Saturday, July 9, 2011

BLAME IT ON RIO'S CHICK MAGNET

Last night on a whim, I finally watched my secondhand FFer copy of Y TU MAMA TAMBIEN that I had recently scooped up with some other 2.99 DVDs at GOODWILL, courtesy of Granny Grass.

That was then confirmed by the British SKY news from above about the film's two horny boys of Judah and Ephraim in 1999 who my otherwise married or pre-engaged underaged concubine [211 steel] wives can not resist fucking and sucking; after they find out that their significant others are nothing but a bunch of Italian leather Beverly Hills GUCCI saddle bag fags like the black one prophesied of in BLAZING SADDLES, circa 1974, who probably died from the AIDS related cancer plague prophecy in REV.9, according to:
http://news.sky.com/skynews/Home/World-News/Brazil-Magnet-Boy-Paulo-David-Amorim-Attracts-Attention-Because-Metal-Objects-Stick-To-His-Body/Article/201107216027174?f=rss

Here she is with her inspired new dark hairdo, years before the new 90210 season ever starting filming the series' college frat house homage to DOMINO meets CASINO at:
http://en.wikipedia.org/wiki/File:Y_tu_mamá_también_poster.png

If I was the show's homogaysexual head writer-director-producer, I would definitely have Naomi show up for haze week in a pair of ginormous cfake CGI tits for the first few VICTORIA SECRET episodes. Then I would have her remove them out of shame for almost the rest of the season, only to put them back in like Pam Anderson does/did at the end of her Huntington Beach career; to be continued. After they strap her down inside an ambulance and flush her heart out with new blood.

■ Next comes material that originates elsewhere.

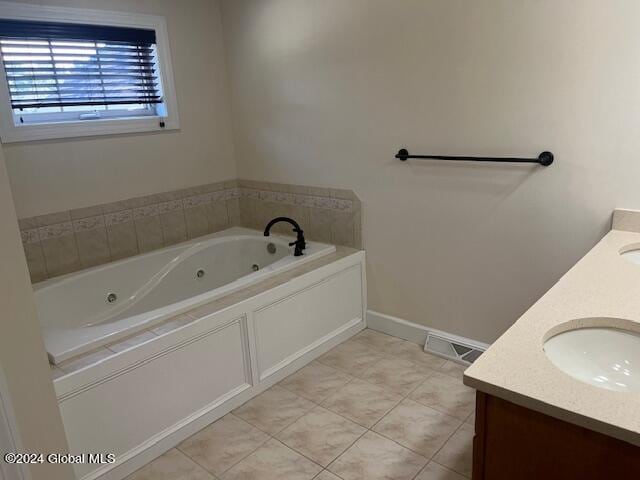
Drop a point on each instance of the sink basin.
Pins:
(608, 358)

Because that is John Travolta in the original AND YOUR MOTHER TOO FFer poster that mates perfectly with the original 70s GREASE movie prophecy. Once the New Jersey Italian faggot discovers that his born again pre-retarded child suddenly appeared with special needs because of his 'dog shit' diet in the above TIE ME UP TIE ME DOWN sequel.